The problem is that this accident appears to have been avoidable. The Russian newspaper Izvestia has suggested that the mission might have failed not because the booster broke down but because flight controllers--working without their usual surveillance satellites--simply lost sight of it. Others blame the Mars '96 crack-up on an onboard computer that was behaving erratically before launch but, because of funding difficulties, had to be rushed into use without adequate testing. In the days leading up to the Mars launch, according to Roald Sagdeev, former director of Russia's space-science institute, the power at the space center frequently went out, and technicians had to work by the light of kerosene lamps.
As the Russian media bring problems like this to light, officials have been forced to address them, insisting that the obstacles their program faces can be overcome. "It's impossible to say our troubles have nothing to do with money," Milov says. "But we'll put things back together."
For the time being partners and customers overseas seem willing to take Milov at his word, and few have made any moves to abandon the Russians. NASA has been talking for some time about a joint, unmanned U.S.-Russian mission to Mars, tentatively scheduled for 2001, and so far the plans remain unchanged. The U.S. has also stood by its commitment to continue working aboard Mir, an international partnership that provides the Russians with much needed funds and the Americans with much needed data on the physiological effects of long-term weightlessness--critical information if NASA is ever to get its own space station off the ground.

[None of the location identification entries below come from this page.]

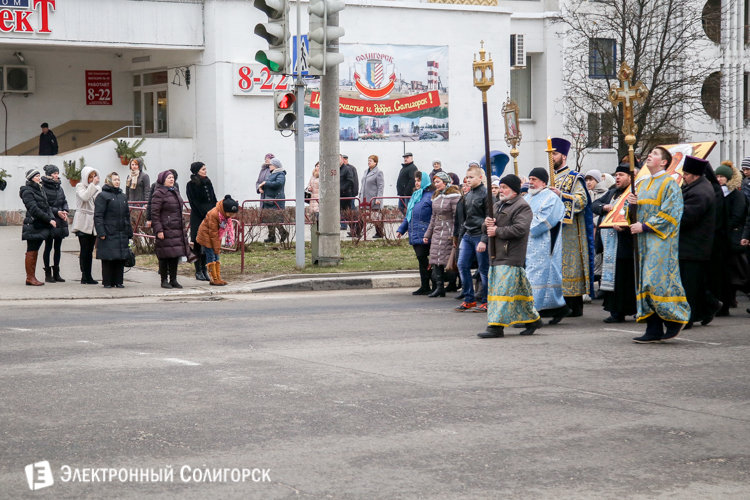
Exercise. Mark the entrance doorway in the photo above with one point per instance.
(150, 104)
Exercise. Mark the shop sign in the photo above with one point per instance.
(98, 88)
(256, 79)
(15, 15)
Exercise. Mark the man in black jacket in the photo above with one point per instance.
(47, 142)
(696, 237)
(472, 241)
(405, 182)
(618, 270)
(347, 189)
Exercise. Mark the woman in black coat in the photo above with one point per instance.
(113, 231)
(59, 206)
(38, 224)
(166, 221)
(202, 199)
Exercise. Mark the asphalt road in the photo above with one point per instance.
(366, 395)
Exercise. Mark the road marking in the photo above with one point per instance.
(698, 341)
(181, 361)
(616, 330)
(681, 338)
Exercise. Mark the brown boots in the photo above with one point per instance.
(214, 273)
(31, 280)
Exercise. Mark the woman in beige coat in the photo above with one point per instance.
(440, 232)
(83, 223)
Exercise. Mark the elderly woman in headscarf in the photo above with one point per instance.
(418, 215)
(440, 232)
(437, 166)
(171, 236)
(113, 231)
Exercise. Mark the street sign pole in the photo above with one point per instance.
(299, 158)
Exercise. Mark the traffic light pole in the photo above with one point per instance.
(330, 235)
(299, 157)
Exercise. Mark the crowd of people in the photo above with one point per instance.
(545, 248)
(102, 223)
(677, 256)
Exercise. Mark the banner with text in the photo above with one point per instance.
(387, 93)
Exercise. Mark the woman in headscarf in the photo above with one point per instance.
(171, 237)
(418, 215)
(202, 200)
(38, 224)
(59, 205)
(440, 232)
(83, 223)
(113, 230)
(137, 185)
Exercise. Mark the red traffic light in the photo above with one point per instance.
(285, 100)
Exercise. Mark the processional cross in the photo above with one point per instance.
(627, 95)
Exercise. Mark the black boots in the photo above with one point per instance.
(48, 275)
(492, 332)
(56, 274)
(438, 278)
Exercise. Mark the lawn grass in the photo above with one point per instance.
(265, 260)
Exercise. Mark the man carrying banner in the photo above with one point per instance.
(578, 229)
(544, 253)
(659, 292)
(618, 268)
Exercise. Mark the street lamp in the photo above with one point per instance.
(484, 78)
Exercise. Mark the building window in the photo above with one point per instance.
(602, 57)
(601, 133)
(520, 89)
(711, 95)
(711, 20)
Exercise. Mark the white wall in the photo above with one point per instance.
(162, 154)
(61, 92)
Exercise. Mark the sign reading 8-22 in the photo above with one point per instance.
(256, 79)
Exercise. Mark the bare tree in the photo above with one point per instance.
(661, 40)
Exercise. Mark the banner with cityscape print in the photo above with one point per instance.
(387, 93)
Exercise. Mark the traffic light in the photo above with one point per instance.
(320, 35)
(284, 117)
(276, 33)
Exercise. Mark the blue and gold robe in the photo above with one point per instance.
(544, 251)
(577, 234)
(659, 289)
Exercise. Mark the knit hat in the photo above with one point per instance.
(694, 165)
(444, 177)
(541, 174)
(30, 174)
(561, 146)
(195, 167)
(594, 174)
(623, 167)
(513, 182)
(230, 206)
(50, 169)
(724, 170)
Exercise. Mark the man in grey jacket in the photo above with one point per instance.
(511, 300)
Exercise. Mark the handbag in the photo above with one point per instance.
(130, 260)
(452, 265)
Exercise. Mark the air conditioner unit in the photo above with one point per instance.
(18, 79)
(517, 51)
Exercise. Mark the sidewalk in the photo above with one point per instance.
(145, 283)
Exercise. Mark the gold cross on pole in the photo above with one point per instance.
(627, 95)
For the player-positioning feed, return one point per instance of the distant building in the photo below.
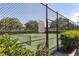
(41, 26)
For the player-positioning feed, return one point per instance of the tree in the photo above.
(62, 23)
(32, 25)
(10, 23)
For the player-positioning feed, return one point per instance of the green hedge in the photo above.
(9, 47)
(70, 39)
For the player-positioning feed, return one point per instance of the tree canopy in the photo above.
(10, 23)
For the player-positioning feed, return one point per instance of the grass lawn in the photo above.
(35, 36)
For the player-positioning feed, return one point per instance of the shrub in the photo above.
(42, 50)
(70, 40)
(9, 47)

The prospects for Russia's commercial launch program are murkier. Lockheed insists that its Proton partnership is proceeding, but while the company may still be prepared to sell Russia's launch capabilities, the marketplace--already crowded with other commercial boosters, including Europe's Ariane and the U.S.'s Delta--may not be willing to buy. Milov professes not to worry. "The demand for our launch capabilities remains high," he says.
While that may be wishful thinking, at least a few hard answers about Russia's future in space should be forthcoming in early December, when Russian and American space officials meet at Cape Canaveral to discuss their planned joint ventures. Both sides predict that the summit will be fruitful, but for the Russians it should also be poignant. While in town, they are scheduled to watch the launch of NASA's Mars Pathfinder, a probe that is supposed to land on Mars late next year and release a robot minirover. Originally, the craft was to touch down shortly before Mars '96 and set to work surveying one part of the planet while the Russian probe studied another. Now, however, it is painfully clear to NASA's former rivals and would-be partners that when America's Pathfinder reaches the surface, it will be doing its work alone.